No
es estrictamente un documental. No cumple los requisitos de una
ficción. Tampoco es posible reducirla a hibridaciones propias de un
docu-ficción. Se acerca, si buscamos una definición, a un ensayo, a
un work in progress donde el
cineasta
y escritor Alvaro
Buela expone la certeza de una película imposible, caprichosa, que a
medida que transcurren los minutos va construyendo su propia
identidad, acaso borrosa pero entrañablemente
potente.
El proyecto Beti
y el hombre árbol adquiere y
concreta una reveladora dimensión
de película travesti, espejo
de su personaje principal, un actor transformer ("soy una
performer trans", dice Alberto Restuccia-Beti
Faría en una de sus
inolvidables derivaciones). Es también una película a la deriva, en
la que Buela se larga "sin
paracaídas",
como los personajes juveniles
de su anterior película
ensayo, que vivían el
presente situacionista
de
una larga caminata-diálogo por calles montevideanas.
(No
es casual que uno de los últimos planos de la nueva película
muestre una esquina del Barrio Sur, a la noche, con Restuccia y
Polleri alejándose).
¿Qué
hace el escritor Felipe
Polleri en una película
(casi) dedicada
a Restuccia? Esa pregunta,
por cierto clave, tiene una
respuesta compleja, que se reduce a la necesidad de
Buela de dislocar la
exuberancia discursiva y
manipuladora del actor,
activando un personaje que genere otras capas de creación "in
progress", una especie
de alter ego lúcido y también (por
suerte) impredecible.
Es por eso que para hacer el
recorrido de El proyecto Beti y el hombre árbol,
además de plantearse un
mapa sin caminos definidos ni
posibles destinos, el director encuentra
un buen punto
de des/equilibrio,
para provocar el ensayo, en
ese otro
personaje retratado (y
admirado), habitante también
del sur del sur, casi la ventosa Rambla.
El
punto común entre Restuccia
y Polleri es extraño y acaso
incómodo, más allá de que actor y escritor habiten
la misma zona de la ciudad y defiendan estéticas
poco convencionales: se habla
del "hombre árbol" en una novela de Polleri, que es
también un poema de Artaud, que es uno de los nodos conceptuales de
la transformación Alberto-Albertina-Beti.
Después
vendrán entrevistas
extrañas, distanciamientos
de teatro leído, discursos
ingeniosos y repetitivos y
unas selfies muy
frikis aportadas por la propia Beti, todo
alternado con situaciones de
mero transcurso de tiempo -como si Buela esperara a que va a pasar
algo simplemente porque se avanza, y vaya que tiene razón-.

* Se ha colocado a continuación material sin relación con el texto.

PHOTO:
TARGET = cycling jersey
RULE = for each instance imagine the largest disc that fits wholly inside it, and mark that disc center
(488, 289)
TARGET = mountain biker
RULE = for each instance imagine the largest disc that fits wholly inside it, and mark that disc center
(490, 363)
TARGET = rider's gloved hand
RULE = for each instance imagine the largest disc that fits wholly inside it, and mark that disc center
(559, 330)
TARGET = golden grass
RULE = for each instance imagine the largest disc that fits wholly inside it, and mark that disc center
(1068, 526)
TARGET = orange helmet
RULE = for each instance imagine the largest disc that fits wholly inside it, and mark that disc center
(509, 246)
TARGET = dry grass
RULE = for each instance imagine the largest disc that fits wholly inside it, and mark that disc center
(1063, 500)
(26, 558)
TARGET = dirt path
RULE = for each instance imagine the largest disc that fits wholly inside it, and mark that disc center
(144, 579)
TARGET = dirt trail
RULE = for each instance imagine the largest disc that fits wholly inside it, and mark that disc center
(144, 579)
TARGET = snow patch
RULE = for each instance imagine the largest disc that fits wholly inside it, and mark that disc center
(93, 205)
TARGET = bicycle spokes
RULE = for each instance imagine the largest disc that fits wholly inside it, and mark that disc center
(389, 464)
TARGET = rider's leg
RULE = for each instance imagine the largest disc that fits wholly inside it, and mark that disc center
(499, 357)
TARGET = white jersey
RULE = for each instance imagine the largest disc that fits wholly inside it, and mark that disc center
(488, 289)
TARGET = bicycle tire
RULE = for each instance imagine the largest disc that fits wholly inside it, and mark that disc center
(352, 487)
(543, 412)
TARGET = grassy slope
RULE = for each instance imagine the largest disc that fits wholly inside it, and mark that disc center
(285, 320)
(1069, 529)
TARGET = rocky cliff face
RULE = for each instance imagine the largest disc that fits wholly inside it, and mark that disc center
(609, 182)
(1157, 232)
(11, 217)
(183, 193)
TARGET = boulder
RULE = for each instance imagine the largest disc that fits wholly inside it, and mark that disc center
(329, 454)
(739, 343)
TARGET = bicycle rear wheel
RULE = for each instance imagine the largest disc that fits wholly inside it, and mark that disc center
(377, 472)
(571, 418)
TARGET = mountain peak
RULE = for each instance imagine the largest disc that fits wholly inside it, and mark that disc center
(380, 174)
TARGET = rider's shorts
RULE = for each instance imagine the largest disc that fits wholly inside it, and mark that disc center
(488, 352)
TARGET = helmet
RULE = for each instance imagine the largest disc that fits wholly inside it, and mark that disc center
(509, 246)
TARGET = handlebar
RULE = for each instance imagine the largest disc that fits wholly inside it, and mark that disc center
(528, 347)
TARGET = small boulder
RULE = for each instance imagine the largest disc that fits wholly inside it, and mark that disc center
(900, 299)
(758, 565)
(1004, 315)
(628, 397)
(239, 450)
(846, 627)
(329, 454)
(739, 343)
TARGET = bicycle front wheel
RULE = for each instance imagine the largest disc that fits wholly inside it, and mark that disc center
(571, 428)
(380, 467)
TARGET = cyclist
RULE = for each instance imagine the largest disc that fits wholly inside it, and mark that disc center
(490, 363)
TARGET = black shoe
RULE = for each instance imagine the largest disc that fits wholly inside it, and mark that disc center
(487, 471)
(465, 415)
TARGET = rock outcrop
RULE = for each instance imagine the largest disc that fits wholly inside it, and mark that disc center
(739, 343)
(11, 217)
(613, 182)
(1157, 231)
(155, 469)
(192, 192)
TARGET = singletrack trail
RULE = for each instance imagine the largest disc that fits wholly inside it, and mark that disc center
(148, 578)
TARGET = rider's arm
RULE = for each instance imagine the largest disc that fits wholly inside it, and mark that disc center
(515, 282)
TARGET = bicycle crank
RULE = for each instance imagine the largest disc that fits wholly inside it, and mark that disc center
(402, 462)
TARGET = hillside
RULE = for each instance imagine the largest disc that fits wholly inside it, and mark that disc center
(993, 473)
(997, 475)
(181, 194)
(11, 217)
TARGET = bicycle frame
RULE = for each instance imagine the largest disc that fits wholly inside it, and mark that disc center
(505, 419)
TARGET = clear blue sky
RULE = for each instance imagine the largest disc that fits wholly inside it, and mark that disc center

Hasta llegar a un inesperado
desenlace: una larga escena
de los dos "exhibicionistas",
comentando la película que
acaban/acabamos de ver, que como buen ensayo cinematográfico,
despierta en ellos ciertas fobias comunes a artistas provenientes de
las letras y las artes escénicas. La reacción es entrañable, se
multiplican los espejos de un lado y otro de la pantalla y se llega a
ese "fin del cine" godardiano, rúbrica final de un
director que no titubea en escribir películas fuera de tiempo y
contexto, cien por ciento artísticas.